Para muitas pessoas, a implantação de microchips é um “histórico de terror”, mas em alguns casos é inevitável, especialmente para pacientes com lesões na coluna vertebral. Além disso, indivíduos saudáveis também se beneficiariam de implantes neurais, melhorando sua experiência com computadores, inteligência artificial e eletrônicos em geral. Tudo isso seria dificultado pela necessidade de cirurgia para a implantação dos sensores, mas eliminaria a necessidade de “aberturas no crânio”.

Fonte da imagem: Sabi
Recentemente, a startup californiana Sabi saiu das sombras, revelada em uma entrevista à Wired. A empresa, até então desconhecida, desenvolveu uma interface cérebro-computador não invasiva — que não requer cirurgia — com o formato de um gorro de tricô comum ou até mesmo um boné de beisebol. O dispositivo foi projetado para ler o monólogo mental de uma pessoa e convertê-lo em texto na tela do computador. Os usuários poderão “digitar” seus pensamentos sem falar. Isso tornará a interação com a tecnologia direta e intuitiva, e abrirá caminho para o surgimento dos “ciborgues”.
A tecnologia da Sabi é baseada na eletroencefalografia (EEG) clássica. O gorro abriga de 70.000 a 100.000 sensores em miniatura que registram a atividade elétrica do cérebro através da pele e dos ossos. Essa disposição de sensores atenua consideravelmente os sinais, mas os desenvolvedores afirmam que isso é compensado pela grande quantidade de sensores, enquanto um EEG típico utiliza entre uma dúzia e uma centena.
Existe outro problema: mesmo a mesma frase, pronunciada mentalmente, produzirá padrões de EEG diferentes em duas pessoas. Ao mesmo tempo, um “capacete leitor de mentes” só se tornará amplamente utilizado se funcionar imediatamente, com configuração mínima. Os desenvolvedores estão resolvendo esse problema envolvendo centenas de voluntários e inteligência artificial, coletando dados e permitindo que a IA os analise e ajuste o sistema ao indivíduo.

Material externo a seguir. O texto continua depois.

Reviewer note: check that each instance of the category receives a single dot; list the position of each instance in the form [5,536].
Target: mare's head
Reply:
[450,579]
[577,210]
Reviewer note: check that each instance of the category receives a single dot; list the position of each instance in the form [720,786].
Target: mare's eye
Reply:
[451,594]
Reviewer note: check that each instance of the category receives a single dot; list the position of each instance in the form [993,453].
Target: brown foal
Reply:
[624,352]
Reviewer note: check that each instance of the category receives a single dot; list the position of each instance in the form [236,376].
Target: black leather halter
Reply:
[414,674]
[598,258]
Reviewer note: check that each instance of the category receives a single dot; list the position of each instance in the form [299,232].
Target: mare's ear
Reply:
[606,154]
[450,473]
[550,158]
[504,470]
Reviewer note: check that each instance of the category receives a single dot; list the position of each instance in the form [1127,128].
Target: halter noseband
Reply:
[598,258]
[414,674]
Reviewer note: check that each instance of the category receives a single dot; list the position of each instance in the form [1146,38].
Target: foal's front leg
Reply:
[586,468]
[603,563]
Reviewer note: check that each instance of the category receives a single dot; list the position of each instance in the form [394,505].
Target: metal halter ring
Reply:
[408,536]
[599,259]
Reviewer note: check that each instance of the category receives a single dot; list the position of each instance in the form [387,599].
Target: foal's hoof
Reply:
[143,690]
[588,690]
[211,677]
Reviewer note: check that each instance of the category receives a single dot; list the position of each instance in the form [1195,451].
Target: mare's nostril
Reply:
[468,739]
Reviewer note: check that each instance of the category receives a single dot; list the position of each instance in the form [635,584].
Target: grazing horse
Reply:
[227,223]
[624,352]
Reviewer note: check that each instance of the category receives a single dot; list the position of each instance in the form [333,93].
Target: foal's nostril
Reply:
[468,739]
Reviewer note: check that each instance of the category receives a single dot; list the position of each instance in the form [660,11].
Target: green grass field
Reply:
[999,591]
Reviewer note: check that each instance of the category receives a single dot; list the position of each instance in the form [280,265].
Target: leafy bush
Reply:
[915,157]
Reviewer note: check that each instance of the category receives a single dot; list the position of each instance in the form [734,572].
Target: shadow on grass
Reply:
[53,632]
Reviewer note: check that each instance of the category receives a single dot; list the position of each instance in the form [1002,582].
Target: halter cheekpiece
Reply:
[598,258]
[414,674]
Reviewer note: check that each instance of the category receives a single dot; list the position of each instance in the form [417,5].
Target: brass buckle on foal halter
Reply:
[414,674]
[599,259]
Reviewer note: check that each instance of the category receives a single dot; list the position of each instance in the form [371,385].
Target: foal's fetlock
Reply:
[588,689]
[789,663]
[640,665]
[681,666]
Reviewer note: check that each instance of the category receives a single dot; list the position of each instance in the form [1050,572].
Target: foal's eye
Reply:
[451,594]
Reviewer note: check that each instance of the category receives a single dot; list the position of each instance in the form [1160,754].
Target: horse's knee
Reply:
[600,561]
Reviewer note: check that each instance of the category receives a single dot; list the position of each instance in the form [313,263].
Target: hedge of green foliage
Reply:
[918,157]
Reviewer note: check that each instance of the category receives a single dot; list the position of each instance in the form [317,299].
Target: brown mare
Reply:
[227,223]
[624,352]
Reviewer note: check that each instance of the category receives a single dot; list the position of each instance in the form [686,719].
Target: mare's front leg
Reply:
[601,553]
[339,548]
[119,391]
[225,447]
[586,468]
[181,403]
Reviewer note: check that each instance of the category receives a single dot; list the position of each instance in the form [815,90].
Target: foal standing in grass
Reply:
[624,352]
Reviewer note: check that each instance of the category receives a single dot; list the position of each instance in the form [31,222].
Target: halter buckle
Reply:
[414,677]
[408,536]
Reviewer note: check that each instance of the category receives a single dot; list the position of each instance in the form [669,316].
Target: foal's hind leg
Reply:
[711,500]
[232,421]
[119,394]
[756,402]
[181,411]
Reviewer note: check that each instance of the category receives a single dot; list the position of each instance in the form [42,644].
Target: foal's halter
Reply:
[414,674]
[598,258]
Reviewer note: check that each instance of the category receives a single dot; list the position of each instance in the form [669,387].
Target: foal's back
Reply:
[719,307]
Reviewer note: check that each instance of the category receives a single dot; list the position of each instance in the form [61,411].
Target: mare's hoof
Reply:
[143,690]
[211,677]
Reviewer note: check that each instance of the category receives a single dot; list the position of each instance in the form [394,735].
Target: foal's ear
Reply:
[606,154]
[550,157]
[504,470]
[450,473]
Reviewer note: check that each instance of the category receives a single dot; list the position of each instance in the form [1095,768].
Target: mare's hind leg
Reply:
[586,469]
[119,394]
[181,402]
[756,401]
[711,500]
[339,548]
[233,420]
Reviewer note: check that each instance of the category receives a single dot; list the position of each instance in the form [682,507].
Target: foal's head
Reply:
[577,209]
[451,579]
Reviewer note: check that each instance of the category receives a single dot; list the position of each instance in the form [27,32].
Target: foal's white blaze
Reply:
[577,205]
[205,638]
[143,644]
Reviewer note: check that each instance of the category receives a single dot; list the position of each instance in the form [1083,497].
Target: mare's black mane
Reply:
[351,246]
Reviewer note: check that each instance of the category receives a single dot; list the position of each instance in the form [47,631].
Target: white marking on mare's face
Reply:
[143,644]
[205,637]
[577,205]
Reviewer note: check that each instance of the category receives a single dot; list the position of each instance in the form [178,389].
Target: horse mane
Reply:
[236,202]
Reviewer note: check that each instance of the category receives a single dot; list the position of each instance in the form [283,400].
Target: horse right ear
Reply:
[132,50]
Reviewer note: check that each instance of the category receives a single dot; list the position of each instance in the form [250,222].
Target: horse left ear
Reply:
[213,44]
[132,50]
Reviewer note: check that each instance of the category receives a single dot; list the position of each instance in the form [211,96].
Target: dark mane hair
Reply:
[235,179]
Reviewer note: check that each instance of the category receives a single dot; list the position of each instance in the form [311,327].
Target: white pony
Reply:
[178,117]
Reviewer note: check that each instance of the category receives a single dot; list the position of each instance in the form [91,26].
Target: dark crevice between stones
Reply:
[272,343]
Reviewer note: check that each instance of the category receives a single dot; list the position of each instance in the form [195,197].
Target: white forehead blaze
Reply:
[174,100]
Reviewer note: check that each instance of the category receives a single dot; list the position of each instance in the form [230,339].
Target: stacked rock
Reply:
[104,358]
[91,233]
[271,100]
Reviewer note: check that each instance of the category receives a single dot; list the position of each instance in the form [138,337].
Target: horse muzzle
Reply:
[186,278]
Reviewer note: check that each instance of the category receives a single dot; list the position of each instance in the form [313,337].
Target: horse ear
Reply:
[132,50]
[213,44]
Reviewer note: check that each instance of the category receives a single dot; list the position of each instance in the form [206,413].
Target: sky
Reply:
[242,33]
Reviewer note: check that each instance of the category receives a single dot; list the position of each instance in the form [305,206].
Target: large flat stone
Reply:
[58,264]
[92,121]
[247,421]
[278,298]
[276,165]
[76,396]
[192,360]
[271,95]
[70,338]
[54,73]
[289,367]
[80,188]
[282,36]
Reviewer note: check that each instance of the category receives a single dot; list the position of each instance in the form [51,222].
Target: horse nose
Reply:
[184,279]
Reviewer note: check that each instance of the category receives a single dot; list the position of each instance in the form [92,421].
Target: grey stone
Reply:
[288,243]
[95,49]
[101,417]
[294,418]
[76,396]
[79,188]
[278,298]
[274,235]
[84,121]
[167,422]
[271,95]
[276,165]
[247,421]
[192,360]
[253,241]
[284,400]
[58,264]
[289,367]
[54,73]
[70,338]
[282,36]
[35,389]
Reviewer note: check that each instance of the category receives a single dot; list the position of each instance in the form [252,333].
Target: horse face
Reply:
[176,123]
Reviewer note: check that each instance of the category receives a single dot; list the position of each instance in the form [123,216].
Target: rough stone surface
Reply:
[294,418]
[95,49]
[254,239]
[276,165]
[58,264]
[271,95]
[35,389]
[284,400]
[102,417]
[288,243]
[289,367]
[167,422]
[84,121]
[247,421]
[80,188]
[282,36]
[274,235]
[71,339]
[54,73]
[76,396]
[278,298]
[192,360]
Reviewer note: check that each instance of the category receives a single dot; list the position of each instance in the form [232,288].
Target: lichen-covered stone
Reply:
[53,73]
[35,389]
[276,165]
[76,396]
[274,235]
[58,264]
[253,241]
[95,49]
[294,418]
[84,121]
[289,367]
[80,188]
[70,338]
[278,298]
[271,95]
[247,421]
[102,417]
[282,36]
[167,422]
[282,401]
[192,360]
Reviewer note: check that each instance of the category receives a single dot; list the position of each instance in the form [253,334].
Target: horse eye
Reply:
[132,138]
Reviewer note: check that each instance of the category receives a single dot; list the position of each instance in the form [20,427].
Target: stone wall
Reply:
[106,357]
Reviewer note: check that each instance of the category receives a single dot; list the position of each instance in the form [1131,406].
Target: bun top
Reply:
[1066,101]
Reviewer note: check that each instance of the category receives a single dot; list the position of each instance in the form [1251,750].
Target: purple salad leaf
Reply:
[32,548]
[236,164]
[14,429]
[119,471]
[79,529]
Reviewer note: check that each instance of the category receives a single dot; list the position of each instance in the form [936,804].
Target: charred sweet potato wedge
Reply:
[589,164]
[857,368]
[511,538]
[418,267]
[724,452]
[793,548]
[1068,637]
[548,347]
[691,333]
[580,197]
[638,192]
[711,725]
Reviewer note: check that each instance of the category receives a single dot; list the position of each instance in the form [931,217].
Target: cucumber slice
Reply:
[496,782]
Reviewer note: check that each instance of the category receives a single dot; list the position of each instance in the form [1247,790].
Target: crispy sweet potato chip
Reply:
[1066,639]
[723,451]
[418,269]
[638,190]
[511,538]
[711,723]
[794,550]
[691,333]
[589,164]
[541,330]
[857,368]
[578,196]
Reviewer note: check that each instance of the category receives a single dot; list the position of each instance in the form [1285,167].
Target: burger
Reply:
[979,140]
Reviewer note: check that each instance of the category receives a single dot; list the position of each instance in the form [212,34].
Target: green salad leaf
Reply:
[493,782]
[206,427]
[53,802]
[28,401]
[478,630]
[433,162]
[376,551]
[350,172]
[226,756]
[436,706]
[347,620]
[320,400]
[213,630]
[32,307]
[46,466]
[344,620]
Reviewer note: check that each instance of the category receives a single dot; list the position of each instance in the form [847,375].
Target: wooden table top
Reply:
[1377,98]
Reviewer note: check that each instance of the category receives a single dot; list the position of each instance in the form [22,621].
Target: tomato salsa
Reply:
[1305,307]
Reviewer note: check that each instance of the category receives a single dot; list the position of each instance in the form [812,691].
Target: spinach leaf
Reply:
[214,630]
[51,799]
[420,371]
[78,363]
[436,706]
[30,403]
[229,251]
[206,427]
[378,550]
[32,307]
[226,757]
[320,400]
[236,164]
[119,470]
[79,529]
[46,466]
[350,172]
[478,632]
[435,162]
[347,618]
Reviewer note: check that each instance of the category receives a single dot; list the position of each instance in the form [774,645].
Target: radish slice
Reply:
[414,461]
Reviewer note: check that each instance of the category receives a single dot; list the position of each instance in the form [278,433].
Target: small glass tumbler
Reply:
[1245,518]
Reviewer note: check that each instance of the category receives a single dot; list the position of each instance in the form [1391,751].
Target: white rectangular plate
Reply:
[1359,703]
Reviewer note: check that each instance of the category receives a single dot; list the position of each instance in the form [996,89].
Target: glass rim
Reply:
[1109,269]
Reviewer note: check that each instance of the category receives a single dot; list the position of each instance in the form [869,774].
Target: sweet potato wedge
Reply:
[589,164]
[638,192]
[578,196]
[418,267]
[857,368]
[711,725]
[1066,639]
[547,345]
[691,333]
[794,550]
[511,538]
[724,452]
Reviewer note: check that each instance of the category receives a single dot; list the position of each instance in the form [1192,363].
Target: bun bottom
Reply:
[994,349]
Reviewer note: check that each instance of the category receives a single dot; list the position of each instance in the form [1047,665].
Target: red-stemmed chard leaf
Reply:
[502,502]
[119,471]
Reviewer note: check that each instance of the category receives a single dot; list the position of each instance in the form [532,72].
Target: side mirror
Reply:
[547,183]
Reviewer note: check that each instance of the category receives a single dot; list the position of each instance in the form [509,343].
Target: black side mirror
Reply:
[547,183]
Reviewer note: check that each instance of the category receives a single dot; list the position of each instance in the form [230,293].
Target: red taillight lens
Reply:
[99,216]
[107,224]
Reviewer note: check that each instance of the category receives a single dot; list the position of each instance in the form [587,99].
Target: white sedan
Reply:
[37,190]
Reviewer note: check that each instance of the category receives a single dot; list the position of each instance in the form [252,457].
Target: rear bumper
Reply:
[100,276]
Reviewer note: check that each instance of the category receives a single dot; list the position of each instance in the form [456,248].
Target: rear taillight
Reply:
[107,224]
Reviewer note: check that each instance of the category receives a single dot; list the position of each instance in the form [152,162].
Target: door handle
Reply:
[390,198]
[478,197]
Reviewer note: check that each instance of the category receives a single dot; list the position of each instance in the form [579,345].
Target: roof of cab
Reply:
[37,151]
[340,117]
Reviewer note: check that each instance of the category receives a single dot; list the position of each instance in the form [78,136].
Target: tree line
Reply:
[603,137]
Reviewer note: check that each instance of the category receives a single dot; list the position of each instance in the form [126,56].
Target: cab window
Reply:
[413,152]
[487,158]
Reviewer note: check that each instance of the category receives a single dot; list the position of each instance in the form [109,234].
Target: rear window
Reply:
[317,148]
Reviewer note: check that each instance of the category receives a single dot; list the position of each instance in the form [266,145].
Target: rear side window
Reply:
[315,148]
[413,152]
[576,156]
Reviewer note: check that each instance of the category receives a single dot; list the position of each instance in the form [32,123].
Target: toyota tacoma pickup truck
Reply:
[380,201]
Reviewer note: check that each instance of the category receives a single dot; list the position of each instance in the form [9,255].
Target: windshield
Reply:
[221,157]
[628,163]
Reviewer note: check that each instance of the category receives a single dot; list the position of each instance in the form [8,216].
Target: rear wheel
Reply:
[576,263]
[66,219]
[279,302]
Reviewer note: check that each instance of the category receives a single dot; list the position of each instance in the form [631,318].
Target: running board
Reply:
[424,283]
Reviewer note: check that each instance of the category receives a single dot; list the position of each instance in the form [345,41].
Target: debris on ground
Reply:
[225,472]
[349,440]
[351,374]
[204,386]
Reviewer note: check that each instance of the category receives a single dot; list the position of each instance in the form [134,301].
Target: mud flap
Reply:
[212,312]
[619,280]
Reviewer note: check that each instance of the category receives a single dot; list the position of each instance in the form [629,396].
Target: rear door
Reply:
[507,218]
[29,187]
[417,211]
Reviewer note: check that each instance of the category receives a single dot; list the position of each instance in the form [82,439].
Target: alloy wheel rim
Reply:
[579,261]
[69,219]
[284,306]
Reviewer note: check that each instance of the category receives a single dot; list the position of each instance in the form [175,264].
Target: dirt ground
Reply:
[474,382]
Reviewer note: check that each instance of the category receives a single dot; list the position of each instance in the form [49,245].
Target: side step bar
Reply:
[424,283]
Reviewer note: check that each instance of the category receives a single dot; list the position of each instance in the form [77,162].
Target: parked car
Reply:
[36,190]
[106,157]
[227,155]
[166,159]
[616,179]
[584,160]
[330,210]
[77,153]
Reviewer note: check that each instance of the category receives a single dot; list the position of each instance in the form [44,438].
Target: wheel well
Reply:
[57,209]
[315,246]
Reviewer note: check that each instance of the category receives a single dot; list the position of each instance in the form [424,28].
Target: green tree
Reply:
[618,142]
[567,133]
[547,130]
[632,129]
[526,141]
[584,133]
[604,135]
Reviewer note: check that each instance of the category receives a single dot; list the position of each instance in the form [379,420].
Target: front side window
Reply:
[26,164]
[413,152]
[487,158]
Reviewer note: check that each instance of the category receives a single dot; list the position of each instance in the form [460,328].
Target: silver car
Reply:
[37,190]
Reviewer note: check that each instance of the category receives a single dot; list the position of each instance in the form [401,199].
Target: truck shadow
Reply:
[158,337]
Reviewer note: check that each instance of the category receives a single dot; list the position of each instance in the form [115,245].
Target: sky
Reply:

O objetivo imediato declarado da startup é criar um sistema capaz de decodificar a fala mental a uma taxa de cerca de 30 palavras por minuto. Isso ocorrerá à medida que o sistema se adaptar ao cérebro do usuário.A velocidade de digitação deve aumentar. Assim que as pessoas perceberem a possibilidade de se comunicar mentalmente com um computador sem implantes cirúrgicos, elas farão fila para comprar o novo produto, segundo a empresa, que já recebeu investimento da Khosla Ventures.
Espera-se que os “bonés de leitura de mentes” cheguem às lojas até o final deste ano. A empresa também está desenvolvendo uma versão de bonés de beisebol com sensores. A falta de protótipos e vídeos demonstrando seu uso gera ceticismo em relação às afirmações dos jovens desenvolvedores. Mas e se houver? Certamente eles já mostraram algo aos investidores?